昔は土の家にワラぶきの屋根、そして内は土間といった家が当たり前だった。しかし今はレンガの家にカワラぶきの屋根、そしてタイル張りの床に高い天井の家に変わってきている。
☆「公」と「私」で見る比較
西洋の家々の多くは、「公」である道と「私」である家が壁ひとつで完全に分けられると言われる。家の中も各個人のプライバシーが守れるように、壁で仕切られ、ドアを通して行き来をすることになる。一方、日本の伝統的な家々なら、「公」と「私」の境界は、縁側というものを用意することであえて曖昧にしているし、家の中も取り外しが可能な襖や障子で仕切られていて、音などはとくに筒抜けである。(今では日本でも、西洋的な家が増え、プライバシーをより明確にすることが行われているのは周知の通りであるが。)そもそも日本でも、路地はたとえば町内会の共有の場であった。

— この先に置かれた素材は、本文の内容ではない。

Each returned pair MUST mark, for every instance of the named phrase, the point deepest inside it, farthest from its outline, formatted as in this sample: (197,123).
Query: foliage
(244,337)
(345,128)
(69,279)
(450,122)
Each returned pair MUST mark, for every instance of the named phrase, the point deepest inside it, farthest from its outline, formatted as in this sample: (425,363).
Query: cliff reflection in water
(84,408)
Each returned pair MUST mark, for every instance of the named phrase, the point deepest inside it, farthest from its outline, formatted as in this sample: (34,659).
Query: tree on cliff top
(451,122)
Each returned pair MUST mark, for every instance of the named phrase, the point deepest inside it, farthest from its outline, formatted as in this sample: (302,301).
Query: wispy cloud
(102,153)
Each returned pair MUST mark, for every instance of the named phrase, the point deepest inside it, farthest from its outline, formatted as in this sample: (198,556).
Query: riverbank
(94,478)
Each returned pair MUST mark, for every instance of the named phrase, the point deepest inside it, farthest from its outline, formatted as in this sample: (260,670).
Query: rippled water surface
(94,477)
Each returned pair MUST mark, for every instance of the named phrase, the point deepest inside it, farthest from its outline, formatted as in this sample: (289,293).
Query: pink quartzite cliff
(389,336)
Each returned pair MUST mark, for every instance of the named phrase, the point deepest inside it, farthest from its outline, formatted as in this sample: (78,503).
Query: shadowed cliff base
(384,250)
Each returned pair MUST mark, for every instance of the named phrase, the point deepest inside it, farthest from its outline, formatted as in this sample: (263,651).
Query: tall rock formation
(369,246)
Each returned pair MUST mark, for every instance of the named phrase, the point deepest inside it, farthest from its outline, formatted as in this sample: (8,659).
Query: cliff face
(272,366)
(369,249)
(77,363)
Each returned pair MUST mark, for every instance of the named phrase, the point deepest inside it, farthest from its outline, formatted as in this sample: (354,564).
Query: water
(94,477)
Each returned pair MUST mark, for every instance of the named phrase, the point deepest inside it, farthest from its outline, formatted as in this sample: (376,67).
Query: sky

ベトナムで現在のような煉瓦づくりの家が主になったのがいつ頃かは調べ切れていなかったが、「公」と「私」ということに関して、西洋のそれとも日本の伝統的なそれとも違う構造を有している気がする。路地は一応「公」ではあるが、たぶんにそこに住む人たちの共有の場としても使われていて、「私」的な要素もある。商店やカフェの内外は、「公」と「私」が入り交じる場であり、井戸端会議が行われる場でもある。日本家屋の縁側に似ていなくもない。それでいて、商店なども含めて各家は、重いシャッターで完全に閉じられる構造になっている。閉じてしまえば家の中は完全に「私」の場となる。ただ、家族一人一人に部屋が割り当てられるほど部屋数は多くないことが普通のようで、家族一人一人のプライバシーが確立されているわけではない。日本では小学生から自分の部屋を与える家庭も多いだけに、ひょっとしたらベトナムでは引きこもりは少ないかもしれない。
☆意外な共通点・ホイアン
←日本人橋
ホイアンは、間口が狭く奥行きの深い、京都の町屋に見られる「うなぎの寝床」を彷彿とさせるつくりが特徴である。さらに「ベトナム式」、「中国式」とよばれる小屋組みの手法が使われていた。江戸初期に朱印船貿易による日本人町があったところでもある。
最後の王朝「グエン朝」は、日本と同じ鎖国政策をとり、キリスト教を弾圧したことによって、フランスの植民地支配を招いてしまった。それによって以前は、湾曲して狭い道に商屋が並んでいたホイアンの通りは、今の拡幅された状態になった。
ホイアンは建築・住居という視点から日本とベトナム、そして中国との関係を見ることができる貴重な「世界遺産」の町である。